Day 16

When I moved to St. Louis and started learning more about race, I became obsessed with consuming the stories of other black people. My whole world became about listening to and amplifying the stories of black folks and other people of color. I started a storytelling and photography project, where I would interview folks whose stories had inspired me. Activists, artists, writers. I wanted to hear everything they had to say. And I bought all of the books, too. My focus was not just contemporary. I wanted it to be historical. I wanted to be well-read when it came to all of our stories. Everything that it meant to be black.

I realize, in retrospect, that I was centering every story but my own. I never thought that what I had to say about race was important enough to write about at length. Or to consider. I was never quite black enough. But also not Filipino enough. Instead, I would write pages of notes and spend hours transcribing interviews with other people talking about race. And then, at the end, I’d write a few notes on what it was like to talk to them, and how important it was to amplify their story.

I never thought that it was important to amplify my own, too; despite the lifelong inclination and desire I had to do so.
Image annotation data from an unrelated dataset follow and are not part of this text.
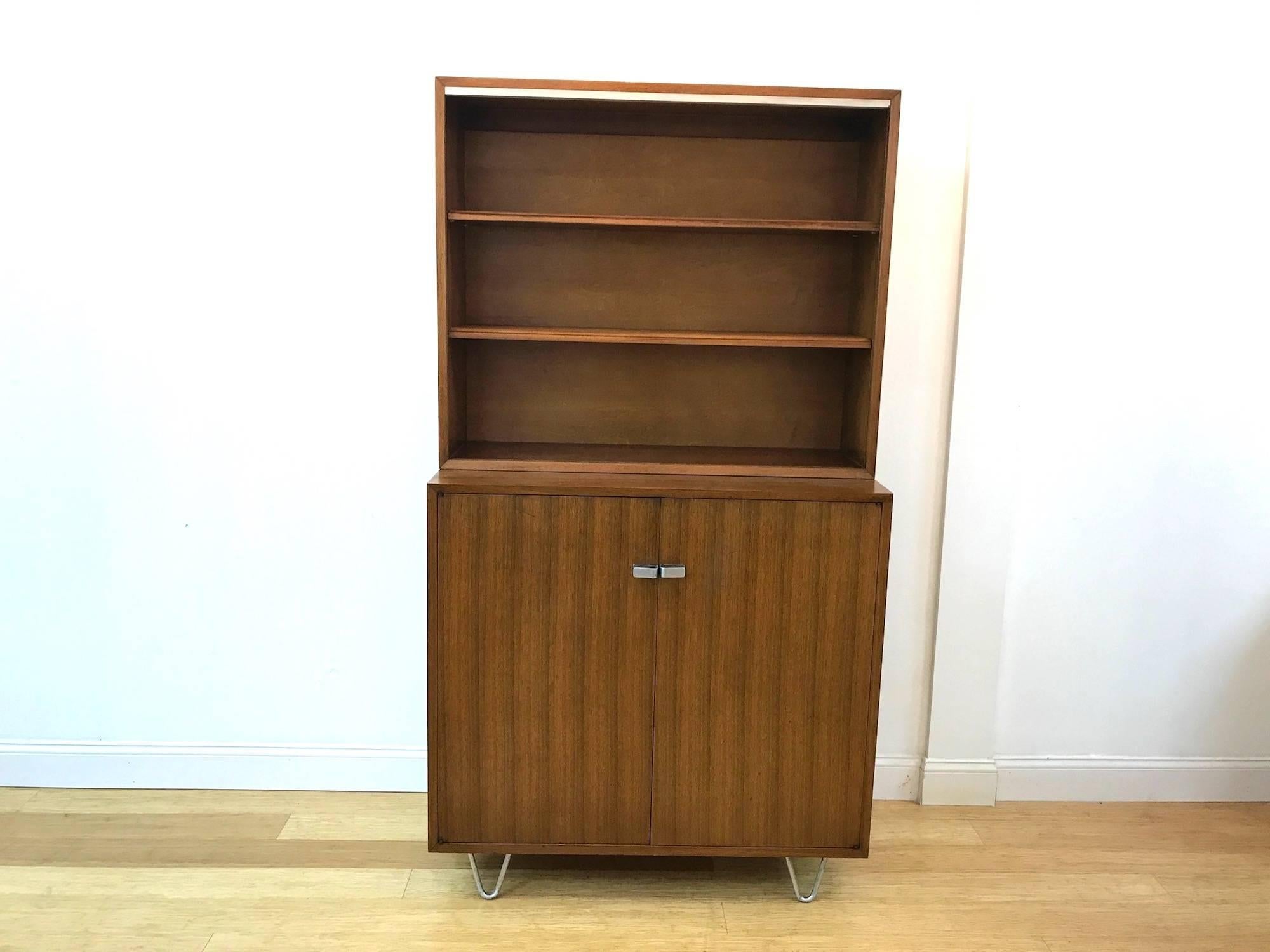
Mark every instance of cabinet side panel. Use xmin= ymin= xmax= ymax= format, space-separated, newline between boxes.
xmin=653 ymin=499 xmax=879 ymax=849
xmin=429 ymin=494 xmax=659 ymax=844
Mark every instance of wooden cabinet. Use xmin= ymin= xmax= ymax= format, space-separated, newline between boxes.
xmin=652 ymin=499 xmax=883 ymax=853
xmin=428 ymin=79 xmax=899 ymax=897
xmin=429 ymin=494 xmax=658 ymax=844
xmin=429 ymin=473 xmax=890 ymax=856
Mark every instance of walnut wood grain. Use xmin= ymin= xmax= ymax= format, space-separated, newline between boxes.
xmin=450 ymin=211 xmax=878 ymax=231
xmin=429 ymin=494 xmax=659 ymax=844
xmin=428 ymin=470 xmax=890 ymax=504
xmin=450 ymin=324 xmax=870 ymax=350
xmin=466 ymin=340 xmax=867 ymax=451
xmin=652 ymin=499 xmax=881 ymax=850
xmin=443 ymin=442 xmax=869 ymax=480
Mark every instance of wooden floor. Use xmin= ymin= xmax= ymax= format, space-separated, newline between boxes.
xmin=0 ymin=788 xmax=1270 ymax=952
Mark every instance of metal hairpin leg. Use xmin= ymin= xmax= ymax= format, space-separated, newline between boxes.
xmin=467 ymin=853 xmax=511 ymax=899
xmin=785 ymin=857 xmax=826 ymax=902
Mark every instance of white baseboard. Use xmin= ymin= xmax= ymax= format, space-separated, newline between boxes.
xmin=874 ymin=757 xmax=922 ymax=800
xmin=7 ymin=741 xmax=1270 ymax=805
xmin=919 ymin=757 xmax=997 ymax=806
xmin=0 ymin=741 xmax=428 ymax=791
xmin=0 ymin=741 xmax=922 ymax=800
xmin=996 ymin=755 xmax=1270 ymax=802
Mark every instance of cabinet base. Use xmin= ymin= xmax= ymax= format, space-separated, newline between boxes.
xmin=467 ymin=853 xmax=828 ymax=902
xmin=428 ymin=842 xmax=869 ymax=859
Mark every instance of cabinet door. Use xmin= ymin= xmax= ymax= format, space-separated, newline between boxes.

My therapist reminded me, recently, that only I can tell my own story. Only I can excavate my inner world with sincerity and honesty, and create a story that feels like my own. I’ve come to realize how vital this is in work around race. Not just for black folks. Or people of color. But for all of us.

I believe it has been vital and transformative for me to center my own story when it comes to thinking about race. For myself. Not necessarily to share or to publicize; but just to know. It’s a story only I can tell. And to pretend that race has had no impact on it would be a disservice to me, when in reality maybe nothing has had a bigger impact on how I experience what it is to be human. I think it is a gift to self to understand our life story through this lens. I don’t know that freedom is truly possible without a deep excavation of these circumstances - this racialized world we find ourselves in - and the role they’ve played in each of our lives.

Whenever we find ourselves in one of these historical moments - a Black person has been murdered - I am often asked by non-Black folks what they should read. They want me to recommend a narrative or some research that will make all of this make sense. I am coming to believe that there is no better starting point than the mirror. That anyone can read my story and be moved for a moment, but if you haven't learned the nuances of your own, the resonance will be short lived. But to commit to sitting with yourself and excavating your interior world? To give yourself the gift of knowing your own story? That, I think, is how we all ultimately get free.

A Practice for Today:

Write a timeline with race at the center. Make note of your birth. Your family. The town you grew up in. What is your first memory of being conscious of race? What was it like in school? What have been some pivotal moments in your consideration of race?

When you have finished creating a timeline, choose one event to explore more deeply. What were the circumstances of that event? What are some gaps that you would like to fill in? Who could help you with that? What about that event was impactful for you?